In 1967, after fulfilling her studies in Coptic hymns, in the United States, Martha Roy returned to Egypt, adamantly heading to none other than Ragheb Muftah, director of the department of music and hymns at the Coptic Institute of Higher Studies in Cairo, to teach her Coptic music. Mastering both the Coptic music and language, Martha collaborated with Muftah and Margit Toth, a Hungarian musicologist, and compiled the Coptic Orthodox Liturgy of Saint Basil (with complete musical transcription), published by the American University in Cairo Press in 1998. This book was a 10-year project for the three of them. Muftah compiled it, Margit Toth transcribed the music and Martha Roy edited the text into English and Arabic. This unique publication contains all Coptic liturgies ever sung melodies. Tunes which have been only orally passed from one generation to another, with no instrumental accompaniment, except for the naquus (small hand cymbals), and the metal triangle, the trianto. The entire Coptic musical heritage, for the first time in the Coptic Church's history, has been compiled, transcribed, translated and edited into English and Arabic. Such a rich heritage, 20 centuries old, has finally been salvaged by those unique three; an event blessed and welcomed by Pope Shenouda III.
Martha Roy's contribution to the Coptic musical heritage extends to other wide realms of success. She has collected and recorded the music of the Holy Passion Week of Christ in different Coptic churches in Egypt; the Cathedral, Saint Peter's Church, and many others. These recordings, thanks to her, are now in the Archives of Records at the University of Indiana in the US, one of the greatest religious music archives in the world. "Coptic music," states Martha, "is second to no other religious music. It is unique. Its melodies are within only a five-tone range; all melodiously manipulated to give this wide range of melodies. I think it is miraculous, having so little melodic matter to deal with, and still Coptic music can express praise and worship to God. I find it restful and it gives me the sense of the presence of God: His grandeur and His assurance of His existence."

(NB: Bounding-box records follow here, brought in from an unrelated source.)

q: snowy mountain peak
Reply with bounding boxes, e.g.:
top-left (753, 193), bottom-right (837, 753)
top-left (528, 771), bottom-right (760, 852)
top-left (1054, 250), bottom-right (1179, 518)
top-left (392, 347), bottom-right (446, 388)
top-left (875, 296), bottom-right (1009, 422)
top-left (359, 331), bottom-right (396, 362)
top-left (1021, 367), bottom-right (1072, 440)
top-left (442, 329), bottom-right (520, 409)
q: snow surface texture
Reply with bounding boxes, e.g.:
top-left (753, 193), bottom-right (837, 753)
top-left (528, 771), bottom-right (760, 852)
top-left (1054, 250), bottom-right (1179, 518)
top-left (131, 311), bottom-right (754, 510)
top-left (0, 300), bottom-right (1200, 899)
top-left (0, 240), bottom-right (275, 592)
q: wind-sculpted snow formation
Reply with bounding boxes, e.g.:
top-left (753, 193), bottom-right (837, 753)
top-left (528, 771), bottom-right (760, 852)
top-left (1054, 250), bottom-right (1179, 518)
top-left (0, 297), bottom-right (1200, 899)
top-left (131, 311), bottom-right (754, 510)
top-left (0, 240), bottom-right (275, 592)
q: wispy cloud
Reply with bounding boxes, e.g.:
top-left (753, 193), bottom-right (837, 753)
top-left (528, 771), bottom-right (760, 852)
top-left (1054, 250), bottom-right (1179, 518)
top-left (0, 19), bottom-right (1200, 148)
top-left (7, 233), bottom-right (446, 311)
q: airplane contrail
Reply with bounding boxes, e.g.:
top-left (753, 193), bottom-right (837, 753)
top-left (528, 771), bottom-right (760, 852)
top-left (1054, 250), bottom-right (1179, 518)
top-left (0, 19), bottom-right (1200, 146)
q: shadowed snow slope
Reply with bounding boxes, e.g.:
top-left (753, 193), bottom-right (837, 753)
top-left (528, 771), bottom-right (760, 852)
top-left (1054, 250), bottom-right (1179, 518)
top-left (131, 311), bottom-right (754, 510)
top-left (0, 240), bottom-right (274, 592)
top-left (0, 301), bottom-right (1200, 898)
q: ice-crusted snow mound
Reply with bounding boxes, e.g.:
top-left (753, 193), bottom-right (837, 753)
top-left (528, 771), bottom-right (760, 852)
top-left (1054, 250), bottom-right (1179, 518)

Two scenes cross my mind now: First scene: her tiny, modest one-bedroom apartment in Cairo: a 2x2-metre reception area, crammed with piles and piles of books, up to the ceiling, mainly musical, where she would sit on her rocking chair, comfortably, under a long lampshade, with her immaculate white short hair, round her tiny face, like a halo of a saint. She would stand up showing her tall, slender figure, and would gracefully fetch me a chair, refusing to offer me hers. Then she would chat endlessly, and I would not flinch, while listening attentively lest I miss a beat of what she says. The second scene: another very modest room, but this time it is the room she had occupied for the past seven years in the Ezbekiya Evangelical Hospital, which had replaced the Ezbekiya Boys' School, where Martha's father had first come to teach at, before marrying her mother. The halo of a saint is still there, grace fills her face with a peaceful expression, reflecting her spirit during the last moments of her life. The flickering candle is now put off, but its once lit light has left behind the memory and the legacy of a Martha Roy who had loved and worshipped two: The Lord God and Egypt! Thus, she had "lived and died in the Lord" and had also "lived and died in Egypt," leaving behind an eternal "Hymn on the Nile".